Albert Barnes Commentary 1 Corinthians 13:11

Albert Barnes Commentary

1 Corinthians 13:11

1798–1870
Presbyterian
Albert Barnes
Albert Barnes

Albert Barnes Commentary

1 Corinthians 13:11

1798–1870
Presbyterian
SCRIPTURE

"When I was a child, I spake as a child, I felt as a child, I thought as a child: now that I am become a man, I have put away childish things." — 1 Corinthians 13:11 (ASV)

When I was a child. The idea here is that the knowledge we now possess, compared with what we will have in heaven, is like the knowledge of infancy compared with that of manhood. As we advance in years, we lay aside as unworthy of our attention the views, feelings, and plans we had in boyhood, which we then esteemed to be of such great importance. Similarly, when we reach heaven, we will lay aside the views, feelings, and plans we have in this life, which we now esteem so wise and valuable.

The word child here (νήπιος) properly denotes a babe, an infant, though without any definable limitation of age. It refers to the first periods of existence, before the period we call boyhood or youth. Paul here refers to a period when he could speak, though evidently a period when his speech was scarcely intelligible—when he first began to articulate.
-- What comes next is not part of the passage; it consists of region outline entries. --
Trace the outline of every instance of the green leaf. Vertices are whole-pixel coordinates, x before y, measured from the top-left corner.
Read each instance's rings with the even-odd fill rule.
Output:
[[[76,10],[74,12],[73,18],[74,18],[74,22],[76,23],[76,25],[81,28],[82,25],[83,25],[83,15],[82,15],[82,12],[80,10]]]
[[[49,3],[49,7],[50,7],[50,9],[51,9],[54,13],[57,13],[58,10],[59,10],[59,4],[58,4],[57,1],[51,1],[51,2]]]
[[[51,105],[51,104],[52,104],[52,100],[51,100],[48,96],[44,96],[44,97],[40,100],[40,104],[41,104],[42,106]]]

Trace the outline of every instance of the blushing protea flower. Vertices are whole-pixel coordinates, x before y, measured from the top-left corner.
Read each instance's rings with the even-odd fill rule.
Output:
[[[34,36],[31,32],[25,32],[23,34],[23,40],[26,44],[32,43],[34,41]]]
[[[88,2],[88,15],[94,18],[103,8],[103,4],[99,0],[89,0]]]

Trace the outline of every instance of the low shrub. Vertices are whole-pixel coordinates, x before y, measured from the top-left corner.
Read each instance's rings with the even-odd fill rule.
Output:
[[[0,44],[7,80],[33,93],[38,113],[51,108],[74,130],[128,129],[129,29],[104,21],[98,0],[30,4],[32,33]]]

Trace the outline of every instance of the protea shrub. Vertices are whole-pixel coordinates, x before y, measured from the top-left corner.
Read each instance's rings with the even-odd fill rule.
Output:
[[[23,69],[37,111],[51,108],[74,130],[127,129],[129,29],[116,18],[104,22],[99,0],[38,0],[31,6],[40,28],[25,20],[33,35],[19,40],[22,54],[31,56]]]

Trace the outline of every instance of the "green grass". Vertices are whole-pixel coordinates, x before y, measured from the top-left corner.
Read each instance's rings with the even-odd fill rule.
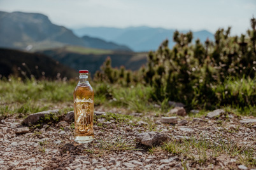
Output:
[[[233,93],[238,91],[239,91],[238,94],[240,94],[240,96],[243,92],[247,91],[245,94],[247,94],[246,96],[248,100],[251,100],[255,96],[253,91],[254,81],[255,80],[244,80],[241,86],[239,86],[232,85],[231,82],[234,81],[231,80],[229,82],[232,84],[230,86],[232,88],[230,91],[233,91]],[[31,113],[56,108],[62,109],[62,112],[71,110],[73,93],[77,83],[77,81],[36,81],[33,79],[22,81],[20,79],[13,77],[10,77],[9,79],[1,79],[0,80],[0,117],[17,114],[22,117]],[[153,114],[158,116],[164,115],[171,108],[168,105],[167,99],[162,102],[152,100],[153,89],[150,86],[145,86],[141,84],[122,86],[118,84],[93,82],[91,84],[95,91],[96,106],[117,107],[124,108],[127,110],[126,112]],[[224,85],[220,86],[222,87]],[[217,88],[216,90],[224,90],[220,88],[221,89],[220,87]],[[231,97],[229,98],[232,100]],[[234,105],[224,106],[222,108],[237,115],[256,116],[255,105],[249,105],[241,107]],[[201,117],[205,115],[208,112],[208,111],[201,110],[199,114],[196,115],[189,114],[189,115],[193,117]]]
[[[256,159],[254,149],[250,147],[239,146],[231,141],[225,141],[217,134],[210,141],[206,136],[201,135],[199,139],[190,137],[183,139],[181,141],[171,140],[166,143],[163,148],[173,154],[182,155],[187,159],[192,159],[199,164],[204,164],[220,155],[227,155],[236,157],[239,162],[248,166],[255,166]]]
[[[83,55],[89,55],[89,54],[105,55],[105,54],[112,54],[113,53],[113,51],[108,49],[84,48],[81,46],[65,46],[64,48],[63,48],[63,49],[68,52],[76,53]]]

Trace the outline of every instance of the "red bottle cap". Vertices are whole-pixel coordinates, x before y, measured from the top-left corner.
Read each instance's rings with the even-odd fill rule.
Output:
[[[87,70],[79,70],[79,73],[89,73],[89,72]]]

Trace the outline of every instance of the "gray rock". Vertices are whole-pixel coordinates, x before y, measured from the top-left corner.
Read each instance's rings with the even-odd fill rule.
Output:
[[[216,116],[220,115],[221,114],[225,113],[225,110],[223,109],[217,109],[213,112],[209,112],[206,117],[209,118],[214,118]]]
[[[197,118],[197,117],[193,118],[193,121],[192,121],[193,123],[199,124],[199,122],[204,122],[204,120],[203,120],[202,119]]]
[[[136,160],[132,160],[130,161],[131,163],[133,164],[136,164],[136,165],[139,165],[139,166],[143,166],[143,164],[139,161],[138,161]]]
[[[130,127],[126,127],[125,130],[129,132],[132,131],[132,129]]]
[[[256,119],[245,119],[243,118],[240,121],[241,123],[255,123],[256,122]]]
[[[181,131],[194,132],[194,129],[187,128],[180,128],[180,130]]]
[[[54,144],[57,144],[57,145],[60,145],[61,143],[61,141],[60,140],[56,140],[55,141],[53,141]]]
[[[168,104],[169,106],[185,107],[185,105],[182,103],[169,101]]]
[[[115,159],[111,159],[110,161],[108,161],[108,164],[115,164],[116,163],[117,163],[117,161]]]
[[[169,114],[177,114],[181,116],[185,116],[187,115],[186,110],[183,107],[176,107],[169,112]]]
[[[66,121],[60,121],[58,123],[58,126],[59,127],[66,127],[69,126],[69,124],[67,123]]]
[[[61,131],[60,132],[60,133],[59,133],[59,134],[61,134],[61,135],[63,135],[63,134],[66,134],[66,131]]]
[[[110,121],[106,121],[106,122],[104,122],[103,124],[111,124],[111,122]]]
[[[155,122],[156,124],[160,125],[162,123],[160,121],[155,121]]]
[[[134,116],[142,116],[143,114],[141,113],[132,113],[131,114],[131,115],[134,115]]]
[[[27,126],[31,126],[36,123],[40,118],[44,117],[46,115],[48,115],[51,113],[56,114],[59,112],[58,109],[51,110],[47,111],[43,111],[33,114],[29,115],[23,121],[22,124]]]
[[[144,126],[144,125],[148,125],[148,123],[147,123],[147,122],[144,122],[144,121],[138,121],[138,124],[139,126]]]
[[[148,147],[161,145],[169,139],[166,134],[153,131],[136,133],[135,134],[135,137],[138,141]]]
[[[101,164],[100,162],[94,162],[92,164],[92,166],[96,166],[96,165],[99,164]]]
[[[27,127],[25,128],[17,128],[15,131],[16,134],[22,134],[25,133],[29,131],[29,128]]]
[[[63,120],[68,122],[74,122],[75,121],[74,111],[68,112]]]
[[[200,111],[198,110],[191,110],[190,113],[192,113],[193,114],[198,114]]]
[[[244,165],[239,165],[239,166],[238,166],[238,168],[239,168],[239,169],[248,169],[248,167],[246,167],[246,166],[244,166]]]
[[[162,123],[176,123],[178,121],[178,117],[162,117],[161,122]]]
[[[185,120],[185,119],[181,120],[181,121],[178,122],[178,124],[182,125],[182,126],[185,125],[185,124],[187,124],[187,123],[188,123],[188,121],[187,121],[187,120]]]
[[[15,128],[17,128],[17,126],[15,124],[11,123],[10,124],[10,128],[11,128],[11,129],[15,129]]]
[[[96,115],[106,115],[105,112],[99,112],[99,111],[94,111],[94,114]]]
[[[134,164],[129,162],[124,162],[122,165],[126,167],[134,167],[135,166]]]

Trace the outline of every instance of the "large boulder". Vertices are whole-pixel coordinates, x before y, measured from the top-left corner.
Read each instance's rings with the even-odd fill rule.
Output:
[[[178,122],[178,117],[162,117],[160,121],[162,123],[176,123]]]
[[[170,114],[177,114],[181,116],[185,116],[187,115],[186,110],[183,107],[176,107],[169,112]]]
[[[221,114],[224,114],[225,113],[225,110],[223,109],[217,109],[215,110],[213,112],[209,112],[208,113],[206,117],[209,117],[209,118],[214,118],[217,116],[220,115]]]
[[[159,132],[148,132],[136,133],[136,140],[148,147],[153,147],[161,145],[169,139],[169,136]]]
[[[55,109],[31,114],[29,115],[24,120],[23,120],[22,124],[27,126],[31,126],[32,124],[36,124],[39,120],[40,120],[41,118],[45,117],[46,115],[57,114],[59,110]]]

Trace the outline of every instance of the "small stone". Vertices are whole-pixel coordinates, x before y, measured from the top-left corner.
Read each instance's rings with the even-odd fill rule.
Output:
[[[162,123],[160,121],[155,121],[155,122],[156,124],[160,125]]]
[[[127,131],[130,131],[130,132],[132,131],[132,129],[130,127],[126,127],[125,130],[127,130]]]
[[[256,122],[256,119],[244,119],[243,118],[240,121],[241,123],[255,123]]]
[[[181,125],[181,126],[185,125],[187,123],[188,123],[188,121],[187,120],[185,120],[185,119],[178,122],[178,124],[180,124],[180,125]]]
[[[138,141],[149,147],[159,145],[169,139],[166,134],[153,131],[136,133],[135,137]]]
[[[97,164],[99,164],[101,162],[94,162],[92,164],[92,166],[96,166]]]
[[[141,113],[132,113],[131,115],[134,115],[134,116],[141,116],[143,115],[143,114]]]
[[[238,168],[240,169],[248,169],[248,167],[246,167],[246,166],[244,166],[244,165],[239,165],[239,166],[238,166]]]
[[[27,169],[27,167],[25,166],[17,167],[15,168],[16,170],[25,170],[26,169]]]
[[[206,117],[209,118],[214,118],[216,116],[220,115],[221,114],[225,113],[225,110],[223,109],[217,109],[213,112],[208,113]]]
[[[200,111],[198,110],[190,110],[190,113],[192,113],[193,114],[198,114],[199,112],[200,112]]]
[[[103,118],[103,119],[98,119],[97,120],[97,122],[99,122],[99,123],[103,123],[105,121],[105,119]]]
[[[162,117],[161,122],[162,123],[176,123],[178,121],[178,117]]]
[[[60,121],[58,123],[58,126],[59,127],[66,127],[69,126],[69,124],[67,123],[66,121]]]
[[[144,121],[138,121],[138,124],[139,126],[144,126],[144,125],[148,125],[148,123],[147,123],[147,122],[144,122]]]
[[[99,111],[94,111],[94,114],[96,115],[106,115],[105,112],[99,112]]]
[[[51,113],[57,114],[59,110],[56,109],[56,110],[43,111],[29,115],[29,116],[27,116],[22,121],[22,124],[27,126],[31,126],[31,124],[36,123],[40,119],[40,118],[44,117],[46,115],[48,115]]]
[[[132,160],[130,161],[130,162],[132,163],[133,164],[136,164],[136,165],[139,165],[139,166],[143,166],[143,164],[141,162],[139,162],[136,160]]]
[[[83,164],[90,165],[90,163],[89,161],[83,161]]]
[[[94,126],[94,130],[99,130],[99,128],[98,126]]]
[[[186,110],[183,107],[176,107],[169,112],[169,114],[177,114],[181,116],[185,116],[187,115]]]
[[[99,131],[97,133],[97,135],[98,136],[103,136],[103,133],[102,131]]]
[[[203,122],[204,121],[202,119],[194,117],[193,118],[192,122],[194,124],[199,124],[199,122]]]
[[[134,167],[135,166],[131,163],[124,162],[122,166],[126,167]]]
[[[68,112],[63,120],[68,122],[74,122],[75,121],[74,111]]]
[[[10,128],[11,128],[11,129],[15,129],[15,128],[17,128],[17,126],[15,124],[11,123],[11,124],[10,125]]]
[[[187,128],[180,128],[180,130],[181,131],[194,132],[194,129]]]
[[[106,121],[106,122],[104,122],[103,124],[111,124],[111,122],[110,122],[110,121]]]
[[[115,159],[111,159],[110,161],[108,161],[108,164],[115,164],[116,163],[117,163],[117,161]]]
[[[13,141],[13,142],[12,142],[12,143],[11,143],[11,145],[12,147],[17,147],[17,146],[18,145],[18,143],[17,142],[16,142],[16,141]]]
[[[66,131],[61,131],[60,133],[59,133],[59,134],[61,134],[61,135],[63,135],[63,134],[66,134]]]
[[[25,133],[29,131],[29,128],[27,127],[25,128],[17,128],[15,131],[16,134],[22,134]]]
[[[160,160],[160,162],[162,164],[168,164],[173,160],[174,160],[176,159],[176,157],[170,157],[169,159],[161,159]]]
[[[172,101],[169,101],[168,104],[169,106],[172,107],[185,107],[185,105],[182,103],[175,102]]]

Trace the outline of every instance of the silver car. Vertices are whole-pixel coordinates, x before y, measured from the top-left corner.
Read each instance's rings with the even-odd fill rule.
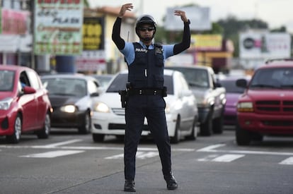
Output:
[[[94,142],[103,141],[105,135],[124,137],[125,132],[125,109],[121,107],[119,90],[125,89],[128,71],[117,74],[105,92],[96,98],[92,120]],[[164,71],[164,85],[167,87],[166,116],[171,143],[177,143],[183,138],[195,140],[197,136],[197,107],[193,92],[182,73]],[[146,119],[142,136],[149,136]]]

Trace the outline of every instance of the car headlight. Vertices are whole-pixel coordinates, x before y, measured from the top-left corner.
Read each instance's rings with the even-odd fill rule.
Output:
[[[11,105],[13,99],[8,97],[0,101],[0,109],[1,110],[8,110]]]
[[[110,112],[109,107],[108,107],[107,104],[103,102],[96,103],[93,110],[98,112]]]
[[[252,112],[253,111],[253,104],[251,102],[239,102],[237,104],[237,111]]]
[[[197,107],[208,107],[214,103],[213,99],[205,97],[197,97],[196,99],[197,102]]]
[[[61,107],[60,110],[64,112],[74,113],[77,111],[77,108],[74,105],[65,105]]]

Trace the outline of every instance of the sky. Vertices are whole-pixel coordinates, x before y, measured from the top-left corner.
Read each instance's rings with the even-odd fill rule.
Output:
[[[225,19],[228,16],[239,20],[260,19],[269,28],[285,26],[293,34],[292,0],[88,0],[91,8],[110,6],[120,7],[126,3],[132,3],[137,16],[150,14],[163,25],[162,18],[167,8],[195,4],[201,7],[209,7],[212,22]]]

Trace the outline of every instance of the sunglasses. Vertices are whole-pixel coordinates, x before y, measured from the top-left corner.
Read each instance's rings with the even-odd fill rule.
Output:
[[[149,32],[153,31],[154,30],[154,27],[149,27],[149,28],[139,28],[139,31],[146,32],[146,30]]]

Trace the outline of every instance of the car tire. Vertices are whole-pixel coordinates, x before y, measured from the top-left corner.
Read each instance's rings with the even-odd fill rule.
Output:
[[[79,128],[79,133],[80,134],[88,134],[91,132],[91,119],[88,111],[87,111],[84,116],[83,123],[81,127]]]
[[[13,125],[13,133],[6,135],[6,141],[9,143],[18,143],[21,140],[23,122],[20,114],[16,116]]]
[[[48,112],[45,117],[45,123],[42,128],[37,132],[37,136],[39,139],[47,139],[49,138],[51,131],[51,118]]]
[[[195,130],[196,129],[196,130]],[[193,123],[190,135],[186,136],[186,140],[195,140],[197,138],[197,119],[195,118]]]
[[[96,143],[101,143],[104,141],[105,135],[93,133],[93,140]]]
[[[248,131],[243,130],[236,124],[236,140],[238,145],[248,145],[251,141],[251,135]]]
[[[212,114],[209,114],[205,123],[200,123],[200,135],[202,136],[210,136],[212,132]]]
[[[223,133],[224,114],[214,119],[212,123],[212,132],[217,134]]]
[[[170,142],[171,143],[178,143],[180,141],[180,116],[178,116],[177,117],[177,121],[176,121],[176,125],[175,127],[175,133],[174,133],[174,136],[171,138]]]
I spake as a child. Just beginning to articulate, in a broken and most imperfect manner. The idea here is that our knowledge at present, compared with the knowledge of heaven, is like the broken and scarcely intelligible efforts of a child to speak, compared with the power of utterance in manhood.

I understood as a child. My understanding was feeble and imperfect. I had narrow and imperfect views of things. I knew little. I fixed my attention on objects which I now see to be of little value. I acquired knowledge that has vanished, or that has been superseded by the superior intelligence of riper years. "I was affected as a child. I was thrown into a transport of joy or grief on the slightest occasions, which manly reason taught me to despise."—Doddridge.

I thought as a child. Marginal note: reasoned. The word may mean either. I thought, argued, or reasoned in a weak and inconclusive manner. My thoughts, plans, and argumentations were puerile and what I now see to be short-sighted and erroneous.

Thus it will be with our thoughts when compared to heaven. There will doubtless be as much difference between our present knowledge, plans, and views, and those we will have in heaven, as there is between the plans and views of a child and those of a man.

Just before his death, Sir Isaac Newton made this remark: "I do not know what I may appear to the world; but to myself I seem to have been only like a boy playing on the sea-shore, and diverting myself by now and then finding a smoother pebble or a prettier shell than ordinary, while the great ocean of truth lay all undiscovered before me."—Brewster's Life of Newton, pp. 300, 301, edit. New York, 1832.